Canadian nature observer Lawrence's latest first-person chronicle deals with the better part of a year (October 1st to mid-July) that he spent studying a male puma, based in a shack he built in the British Columbia wilderness. As usual, the book is more an account of his experiences than a report on the animal, which is also known as mountain lion, cougar, and panther. Gunless, Lawrence spends a good deal of time exploring the puma's range and all its life forms. On one occasion he is charged but not attacked by a shrieking female puma. He fends her off with flares and later decides that he had disturbed the puma in heat and that her charge was a ""bluff,"" meant only to intimidate. On Christmas day he will witness the two lions in caterwauling courtship; and in spring, seeking the den in the female's adjacent territory, he will see her educating her three kittens--who, he says, just have to be called ""cute"" despite his distaste for that word. But his real fix is on the male, whom Lawrence names ""Ghost Walker"" after their first near encounter: waiting near a recent kill, where he has strewn his used underwear so the lion will grow accustomed to his scent, Lawrence falls asleep and thus misses the animal's visit. Later, though, in patient proximity, he establishes a relationship of ""mutual trust,"" is thrilled by the animal's response and by what he regards as the ESP between them (he had experienced a similar deep rapport with a puma in an English zoo), and finally feels ""spiritually united"" when the Ghost allows him to sit nearby while the animal feeds on a kill.

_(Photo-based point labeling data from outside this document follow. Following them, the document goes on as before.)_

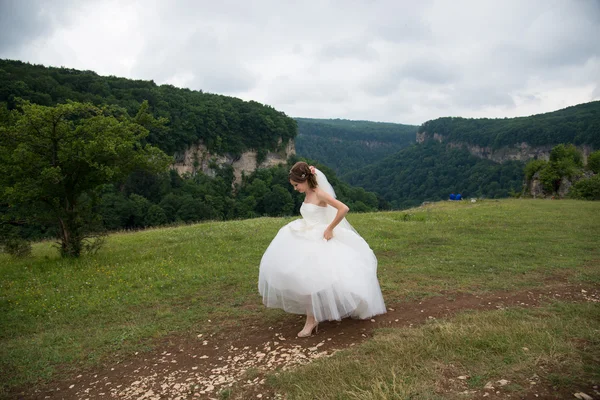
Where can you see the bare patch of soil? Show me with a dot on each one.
(233, 364)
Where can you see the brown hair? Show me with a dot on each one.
(301, 173)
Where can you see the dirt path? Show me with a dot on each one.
(201, 367)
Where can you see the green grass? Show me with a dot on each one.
(57, 313)
(556, 346)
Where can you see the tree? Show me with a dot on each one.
(594, 162)
(53, 158)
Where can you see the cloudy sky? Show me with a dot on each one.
(396, 61)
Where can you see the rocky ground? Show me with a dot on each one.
(206, 366)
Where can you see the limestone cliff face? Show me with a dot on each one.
(197, 158)
(517, 152)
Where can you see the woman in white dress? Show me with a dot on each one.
(319, 265)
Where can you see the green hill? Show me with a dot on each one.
(431, 171)
(224, 124)
(578, 124)
(346, 145)
(163, 285)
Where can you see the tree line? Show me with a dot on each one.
(75, 171)
(224, 124)
(432, 171)
(349, 145)
(578, 124)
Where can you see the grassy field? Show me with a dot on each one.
(57, 313)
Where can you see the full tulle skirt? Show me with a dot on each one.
(302, 273)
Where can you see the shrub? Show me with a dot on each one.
(17, 247)
(594, 162)
(587, 189)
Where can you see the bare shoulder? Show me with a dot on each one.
(322, 195)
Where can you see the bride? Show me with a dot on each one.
(319, 265)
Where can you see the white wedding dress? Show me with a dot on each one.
(300, 272)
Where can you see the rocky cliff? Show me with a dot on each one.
(517, 152)
(197, 158)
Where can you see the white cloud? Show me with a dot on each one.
(383, 60)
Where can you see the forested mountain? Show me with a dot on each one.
(224, 124)
(347, 145)
(431, 171)
(579, 125)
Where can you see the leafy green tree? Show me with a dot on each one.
(155, 216)
(594, 162)
(534, 166)
(278, 201)
(53, 157)
(587, 189)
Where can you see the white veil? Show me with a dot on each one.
(324, 184)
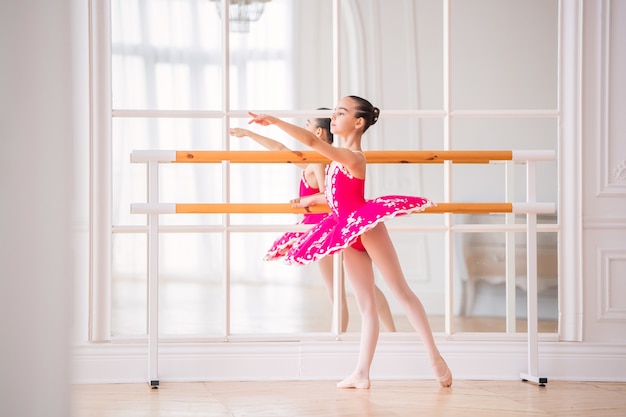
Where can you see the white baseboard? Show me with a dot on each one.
(333, 360)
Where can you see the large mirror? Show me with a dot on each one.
(486, 79)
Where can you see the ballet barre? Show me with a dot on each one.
(153, 209)
(259, 208)
(373, 157)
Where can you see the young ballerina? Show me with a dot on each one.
(356, 226)
(312, 185)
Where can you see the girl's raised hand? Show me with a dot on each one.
(239, 132)
(262, 119)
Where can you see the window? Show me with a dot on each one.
(483, 76)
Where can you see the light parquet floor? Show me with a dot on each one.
(323, 399)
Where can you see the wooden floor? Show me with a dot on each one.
(321, 398)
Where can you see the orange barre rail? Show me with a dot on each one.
(465, 208)
(377, 157)
(249, 208)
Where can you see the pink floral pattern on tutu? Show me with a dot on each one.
(351, 216)
(286, 241)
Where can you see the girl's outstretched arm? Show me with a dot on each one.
(269, 144)
(341, 155)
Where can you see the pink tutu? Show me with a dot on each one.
(351, 216)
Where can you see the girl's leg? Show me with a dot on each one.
(384, 312)
(326, 269)
(358, 266)
(382, 252)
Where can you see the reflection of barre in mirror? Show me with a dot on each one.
(153, 208)
(259, 208)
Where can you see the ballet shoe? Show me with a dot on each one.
(442, 372)
(352, 382)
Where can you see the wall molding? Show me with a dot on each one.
(333, 360)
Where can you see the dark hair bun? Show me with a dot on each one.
(376, 113)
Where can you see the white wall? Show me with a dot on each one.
(601, 355)
(36, 127)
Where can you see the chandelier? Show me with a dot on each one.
(241, 13)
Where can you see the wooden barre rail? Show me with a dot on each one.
(250, 208)
(376, 157)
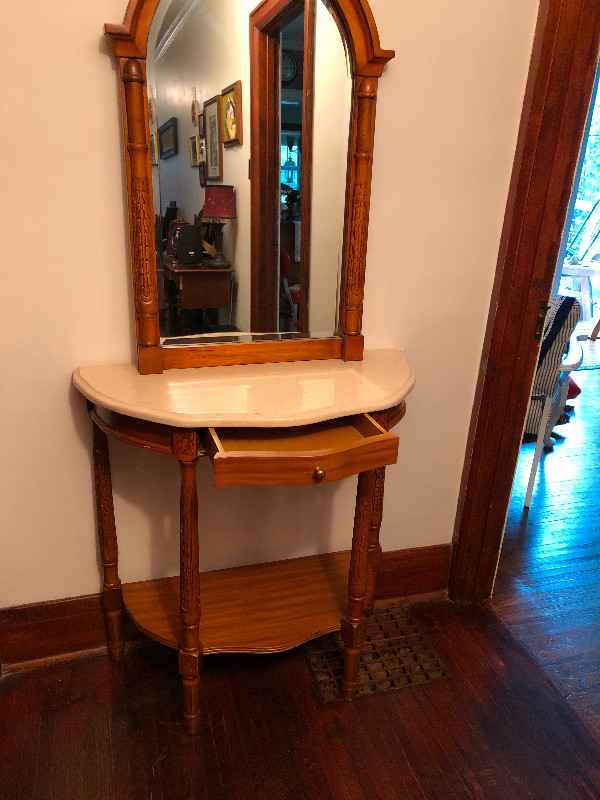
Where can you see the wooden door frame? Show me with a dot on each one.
(558, 93)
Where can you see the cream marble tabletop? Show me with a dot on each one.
(253, 395)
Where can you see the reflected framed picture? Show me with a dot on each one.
(194, 150)
(214, 145)
(231, 114)
(153, 149)
(167, 138)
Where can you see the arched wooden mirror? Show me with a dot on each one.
(274, 268)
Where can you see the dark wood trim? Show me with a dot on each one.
(63, 630)
(558, 94)
(417, 571)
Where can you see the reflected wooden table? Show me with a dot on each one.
(189, 288)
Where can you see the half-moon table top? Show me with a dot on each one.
(252, 395)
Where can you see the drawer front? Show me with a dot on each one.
(300, 456)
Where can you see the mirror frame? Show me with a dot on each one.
(368, 60)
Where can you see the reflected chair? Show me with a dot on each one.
(560, 354)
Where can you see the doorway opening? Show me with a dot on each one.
(546, 588)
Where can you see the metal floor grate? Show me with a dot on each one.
(394, 655)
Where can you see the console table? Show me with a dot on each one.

Besides affording such moments, and some less emphasized scientific conclusions (territorial markings, Lawrence believes, are less a warning to trespassers than an invitation to females), Lawrence found that the experience developed his own scenting ability and sharpened all his senses. It's those extra senses, though, that are most prized, and through which he takes readers ""backward in time"" to a real or idealized, but always impressive, sense of natural unity.